Using a hot glue gun glue a toilet paper or towel paper roll onto a piece of scrap paper.


Cut off the excess paper and roll up a piece of silver foil,stuff inside the tube.  The tinfoil slows down the rice from falling inside the rain stick.  Add some rice -just a half a handful


Glue a piece of scrap paper onto the other side making sure you’re holding your tube upwards so the rice and tinfoil don’t fall out.


Decorate with bingo markers or paint. My playgroup used bingo markers last night.  You can purchase them online my husband picked up a bunch in the casino last year.  They’re great for babies who are beginning to do art.

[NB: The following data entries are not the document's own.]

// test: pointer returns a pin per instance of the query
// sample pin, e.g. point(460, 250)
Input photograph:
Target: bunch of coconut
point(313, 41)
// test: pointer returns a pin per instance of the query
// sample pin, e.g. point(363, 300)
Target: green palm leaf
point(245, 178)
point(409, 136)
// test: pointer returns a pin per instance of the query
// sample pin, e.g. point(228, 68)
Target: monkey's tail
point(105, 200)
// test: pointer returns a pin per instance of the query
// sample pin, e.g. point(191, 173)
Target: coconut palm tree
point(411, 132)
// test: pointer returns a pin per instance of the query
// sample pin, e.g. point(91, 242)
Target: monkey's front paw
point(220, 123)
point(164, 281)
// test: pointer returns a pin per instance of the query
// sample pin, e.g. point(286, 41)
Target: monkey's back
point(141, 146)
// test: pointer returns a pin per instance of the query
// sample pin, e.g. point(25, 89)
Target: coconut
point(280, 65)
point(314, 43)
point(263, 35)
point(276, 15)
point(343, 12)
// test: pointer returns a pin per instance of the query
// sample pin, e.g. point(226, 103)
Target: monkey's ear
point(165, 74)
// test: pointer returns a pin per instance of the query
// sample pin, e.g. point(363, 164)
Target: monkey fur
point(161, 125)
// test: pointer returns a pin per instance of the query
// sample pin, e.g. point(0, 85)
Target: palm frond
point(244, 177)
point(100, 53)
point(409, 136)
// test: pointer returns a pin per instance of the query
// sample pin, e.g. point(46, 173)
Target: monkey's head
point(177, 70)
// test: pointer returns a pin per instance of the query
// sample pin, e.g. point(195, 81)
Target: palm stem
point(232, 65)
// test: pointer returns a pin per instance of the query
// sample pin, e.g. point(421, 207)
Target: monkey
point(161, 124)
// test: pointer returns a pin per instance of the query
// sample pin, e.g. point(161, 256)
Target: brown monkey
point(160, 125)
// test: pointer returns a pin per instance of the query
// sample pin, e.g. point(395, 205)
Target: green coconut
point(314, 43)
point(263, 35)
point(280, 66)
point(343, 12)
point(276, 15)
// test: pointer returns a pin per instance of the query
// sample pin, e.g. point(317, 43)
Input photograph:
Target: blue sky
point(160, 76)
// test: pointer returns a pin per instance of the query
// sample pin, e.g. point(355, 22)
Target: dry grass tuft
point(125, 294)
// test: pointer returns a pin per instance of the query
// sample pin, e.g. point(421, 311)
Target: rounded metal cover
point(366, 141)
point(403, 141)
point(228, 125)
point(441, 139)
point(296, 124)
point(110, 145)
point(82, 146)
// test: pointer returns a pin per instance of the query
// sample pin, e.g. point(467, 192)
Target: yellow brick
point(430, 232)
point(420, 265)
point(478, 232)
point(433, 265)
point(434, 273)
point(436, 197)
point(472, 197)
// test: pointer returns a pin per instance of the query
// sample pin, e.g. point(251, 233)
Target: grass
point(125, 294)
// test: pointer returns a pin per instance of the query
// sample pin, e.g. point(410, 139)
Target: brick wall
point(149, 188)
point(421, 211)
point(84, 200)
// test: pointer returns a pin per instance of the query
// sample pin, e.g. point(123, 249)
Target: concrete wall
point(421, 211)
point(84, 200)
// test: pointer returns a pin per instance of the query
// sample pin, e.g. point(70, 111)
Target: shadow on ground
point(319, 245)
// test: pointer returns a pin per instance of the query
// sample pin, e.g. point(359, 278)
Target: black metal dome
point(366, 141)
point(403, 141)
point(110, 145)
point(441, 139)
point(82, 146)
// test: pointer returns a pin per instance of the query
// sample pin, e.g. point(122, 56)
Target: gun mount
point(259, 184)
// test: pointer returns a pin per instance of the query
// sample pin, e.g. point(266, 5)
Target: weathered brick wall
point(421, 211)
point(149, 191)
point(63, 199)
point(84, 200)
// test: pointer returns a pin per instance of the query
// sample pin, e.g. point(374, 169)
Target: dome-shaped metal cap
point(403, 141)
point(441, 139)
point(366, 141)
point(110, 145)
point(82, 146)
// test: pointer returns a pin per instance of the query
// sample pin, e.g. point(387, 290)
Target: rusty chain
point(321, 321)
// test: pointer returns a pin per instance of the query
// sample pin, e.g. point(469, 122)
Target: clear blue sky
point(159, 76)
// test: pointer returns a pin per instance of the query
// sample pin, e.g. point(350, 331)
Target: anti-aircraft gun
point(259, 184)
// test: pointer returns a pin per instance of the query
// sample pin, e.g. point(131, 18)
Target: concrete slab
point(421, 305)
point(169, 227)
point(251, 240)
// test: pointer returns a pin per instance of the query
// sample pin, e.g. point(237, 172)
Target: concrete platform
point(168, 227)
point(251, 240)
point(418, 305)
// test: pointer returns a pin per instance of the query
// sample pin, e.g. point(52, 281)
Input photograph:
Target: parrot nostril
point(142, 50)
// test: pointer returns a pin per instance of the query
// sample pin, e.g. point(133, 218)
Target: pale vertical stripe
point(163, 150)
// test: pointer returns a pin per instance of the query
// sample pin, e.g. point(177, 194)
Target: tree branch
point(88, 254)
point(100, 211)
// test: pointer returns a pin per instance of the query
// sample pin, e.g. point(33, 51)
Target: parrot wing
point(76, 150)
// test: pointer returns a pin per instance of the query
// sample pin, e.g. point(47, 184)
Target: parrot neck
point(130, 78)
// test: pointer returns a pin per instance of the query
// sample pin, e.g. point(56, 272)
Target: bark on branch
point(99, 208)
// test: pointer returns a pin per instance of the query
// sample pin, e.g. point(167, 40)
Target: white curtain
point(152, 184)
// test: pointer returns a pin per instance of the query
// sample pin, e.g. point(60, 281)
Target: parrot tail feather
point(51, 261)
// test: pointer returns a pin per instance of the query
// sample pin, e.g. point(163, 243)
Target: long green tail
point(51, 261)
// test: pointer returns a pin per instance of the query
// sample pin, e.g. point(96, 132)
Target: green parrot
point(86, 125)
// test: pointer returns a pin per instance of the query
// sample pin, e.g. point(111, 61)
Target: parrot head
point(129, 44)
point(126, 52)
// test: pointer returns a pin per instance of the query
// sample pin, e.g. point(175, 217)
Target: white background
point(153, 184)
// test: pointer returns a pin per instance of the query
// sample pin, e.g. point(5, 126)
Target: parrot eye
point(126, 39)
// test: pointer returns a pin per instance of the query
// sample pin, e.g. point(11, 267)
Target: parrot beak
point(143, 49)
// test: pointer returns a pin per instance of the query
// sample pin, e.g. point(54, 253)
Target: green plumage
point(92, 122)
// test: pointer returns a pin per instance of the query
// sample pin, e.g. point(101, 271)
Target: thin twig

To finish I took a piece of yarn and some beads- strung the beads onto the yarn.  I inserted a feather into the beads and put a drop of hot glue to secure the feather inside the beads.  Then I took the two ends of the yarn wrapped it around the tube, tying them shut.  I put a couple drops of hot glue on the yarn that I had tied so it would stay in place on the tube.

This was such an easy, fun, and fast craft with the kids. They loved to shake the rain stick and hear the rice inside. It’s a great little activity for the little ones at your Thanksgiving dinner. And hardly cost any money!